Abstract
As a type of euthanasia, physician-assisted suicide is currently illegal in South Africa. This has caused controversy in South Africa and internationally with disparate views from a medical perspective, those of the public and the courts. Debates have been generated as to whether physician- assisted suicide for terminally ill patients should be legalised so as to fulfil their fundamental human rights. From a constitutional perspective, the ‘right to life’ and the ‘right to dignity’ have been used as arguments supporting the concept of physician-assisted suicide.
As per the South African Constitution1 the state bears the duty to respect, protect, promote and fulfil the human rights that are enshrined in the Bill of Rights. It should therefore ensure the ratification of these rights as South Africa is a state founded on the values of equality, human dignity and freedom. As a result, the state has an obligation to make laws that advance these rights in all aspects. The question that then arises is why has physician-assisted suicide not been legalised for terminally ill patients?
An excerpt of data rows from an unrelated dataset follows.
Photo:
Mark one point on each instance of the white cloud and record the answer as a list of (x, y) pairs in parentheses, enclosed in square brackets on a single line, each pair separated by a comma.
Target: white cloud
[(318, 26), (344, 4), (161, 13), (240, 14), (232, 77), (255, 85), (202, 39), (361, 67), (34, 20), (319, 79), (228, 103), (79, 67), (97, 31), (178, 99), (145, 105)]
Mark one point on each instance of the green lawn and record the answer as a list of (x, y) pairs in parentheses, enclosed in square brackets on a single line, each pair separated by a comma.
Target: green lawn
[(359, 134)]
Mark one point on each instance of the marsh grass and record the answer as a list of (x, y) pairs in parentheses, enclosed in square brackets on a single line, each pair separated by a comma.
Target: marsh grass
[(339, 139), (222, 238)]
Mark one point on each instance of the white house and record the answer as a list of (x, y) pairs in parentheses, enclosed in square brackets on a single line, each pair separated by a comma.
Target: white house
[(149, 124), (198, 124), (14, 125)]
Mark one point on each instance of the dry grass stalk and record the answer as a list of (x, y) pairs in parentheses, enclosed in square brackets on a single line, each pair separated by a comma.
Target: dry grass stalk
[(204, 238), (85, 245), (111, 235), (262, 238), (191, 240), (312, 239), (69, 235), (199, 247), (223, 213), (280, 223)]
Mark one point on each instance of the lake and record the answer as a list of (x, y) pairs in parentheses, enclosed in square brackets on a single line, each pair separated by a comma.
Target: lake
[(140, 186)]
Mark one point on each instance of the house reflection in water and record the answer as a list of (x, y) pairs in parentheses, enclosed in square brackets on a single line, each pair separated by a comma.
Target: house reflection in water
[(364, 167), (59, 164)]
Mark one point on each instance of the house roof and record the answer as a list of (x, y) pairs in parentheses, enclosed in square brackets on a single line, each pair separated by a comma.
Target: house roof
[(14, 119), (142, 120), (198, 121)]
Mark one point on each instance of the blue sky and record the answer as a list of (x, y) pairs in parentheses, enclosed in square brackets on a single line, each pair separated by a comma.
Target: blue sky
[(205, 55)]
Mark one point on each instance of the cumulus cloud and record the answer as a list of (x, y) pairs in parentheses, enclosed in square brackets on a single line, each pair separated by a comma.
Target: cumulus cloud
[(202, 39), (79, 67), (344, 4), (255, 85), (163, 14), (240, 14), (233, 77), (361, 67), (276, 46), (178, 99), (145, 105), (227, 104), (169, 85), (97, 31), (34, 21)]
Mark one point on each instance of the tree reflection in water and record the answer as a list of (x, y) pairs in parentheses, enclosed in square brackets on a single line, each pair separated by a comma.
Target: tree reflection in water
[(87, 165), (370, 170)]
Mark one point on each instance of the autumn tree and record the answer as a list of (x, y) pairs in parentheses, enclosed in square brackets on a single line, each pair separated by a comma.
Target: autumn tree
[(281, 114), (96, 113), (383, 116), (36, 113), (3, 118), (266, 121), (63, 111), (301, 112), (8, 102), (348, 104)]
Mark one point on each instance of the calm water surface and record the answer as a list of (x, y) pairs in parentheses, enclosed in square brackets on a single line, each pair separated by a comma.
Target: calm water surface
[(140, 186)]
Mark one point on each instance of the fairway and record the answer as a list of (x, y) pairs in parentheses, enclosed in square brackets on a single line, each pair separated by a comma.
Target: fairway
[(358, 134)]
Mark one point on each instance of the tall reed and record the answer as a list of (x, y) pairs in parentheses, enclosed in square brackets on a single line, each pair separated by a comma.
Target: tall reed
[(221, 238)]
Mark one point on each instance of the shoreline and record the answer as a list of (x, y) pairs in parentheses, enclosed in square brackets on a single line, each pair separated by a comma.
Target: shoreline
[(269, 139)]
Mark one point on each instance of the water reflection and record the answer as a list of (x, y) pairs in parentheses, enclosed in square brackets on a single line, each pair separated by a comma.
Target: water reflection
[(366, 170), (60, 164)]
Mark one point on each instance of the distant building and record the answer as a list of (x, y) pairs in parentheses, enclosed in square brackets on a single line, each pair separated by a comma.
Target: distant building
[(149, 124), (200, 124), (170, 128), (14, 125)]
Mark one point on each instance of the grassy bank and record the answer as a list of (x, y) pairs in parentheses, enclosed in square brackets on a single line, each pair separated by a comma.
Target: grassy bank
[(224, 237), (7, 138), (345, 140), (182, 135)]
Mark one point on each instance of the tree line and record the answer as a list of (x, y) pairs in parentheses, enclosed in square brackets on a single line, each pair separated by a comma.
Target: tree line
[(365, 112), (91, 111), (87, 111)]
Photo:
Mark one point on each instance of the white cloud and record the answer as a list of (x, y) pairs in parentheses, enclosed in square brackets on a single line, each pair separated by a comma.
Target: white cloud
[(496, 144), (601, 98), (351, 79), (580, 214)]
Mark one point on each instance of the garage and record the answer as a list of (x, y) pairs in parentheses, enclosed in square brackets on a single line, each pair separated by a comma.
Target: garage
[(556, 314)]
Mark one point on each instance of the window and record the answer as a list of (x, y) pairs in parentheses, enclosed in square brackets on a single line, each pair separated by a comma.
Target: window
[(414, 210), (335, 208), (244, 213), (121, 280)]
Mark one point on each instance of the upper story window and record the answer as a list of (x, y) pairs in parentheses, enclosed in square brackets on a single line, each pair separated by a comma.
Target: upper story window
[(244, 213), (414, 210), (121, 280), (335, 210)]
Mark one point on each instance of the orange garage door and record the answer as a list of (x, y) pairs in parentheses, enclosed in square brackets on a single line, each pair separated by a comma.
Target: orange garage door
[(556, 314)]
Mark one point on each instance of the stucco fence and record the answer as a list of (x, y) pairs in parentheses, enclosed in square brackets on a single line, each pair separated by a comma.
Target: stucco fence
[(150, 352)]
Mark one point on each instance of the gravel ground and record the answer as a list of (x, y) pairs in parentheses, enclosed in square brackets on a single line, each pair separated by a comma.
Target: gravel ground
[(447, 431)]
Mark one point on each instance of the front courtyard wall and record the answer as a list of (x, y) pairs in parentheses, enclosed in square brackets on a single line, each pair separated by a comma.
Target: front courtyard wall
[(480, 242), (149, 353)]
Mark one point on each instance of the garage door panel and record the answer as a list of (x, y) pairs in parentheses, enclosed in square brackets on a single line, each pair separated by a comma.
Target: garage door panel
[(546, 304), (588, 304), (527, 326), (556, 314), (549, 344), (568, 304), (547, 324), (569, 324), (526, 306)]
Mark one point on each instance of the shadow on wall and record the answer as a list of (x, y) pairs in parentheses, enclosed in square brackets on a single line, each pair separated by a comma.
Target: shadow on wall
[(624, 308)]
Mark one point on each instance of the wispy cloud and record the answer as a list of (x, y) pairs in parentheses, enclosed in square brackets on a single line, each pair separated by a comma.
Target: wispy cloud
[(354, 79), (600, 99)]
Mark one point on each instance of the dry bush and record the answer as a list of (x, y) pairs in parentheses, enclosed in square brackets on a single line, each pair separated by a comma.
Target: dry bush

Patient’s rights, with regard to certain treatment even when there is a chance that it may lead to the patient’s death, are protected in South Africa. While other forms of euthanasia such as passive euthanasia are also allowed in our law. With regard to physician-assisted suicide, there is no clear legal framework that would allow doctors to assist patients to die without incurring the risk of legal repercussions. This dissertation reflects on euthanasia in general, discusses physician-assisted suicide in the South African law and examines the constitutional perspective and the developments thus far. It also argues that physician-assisted suicide should be legalised and it considers developments in law from other jurisdictions.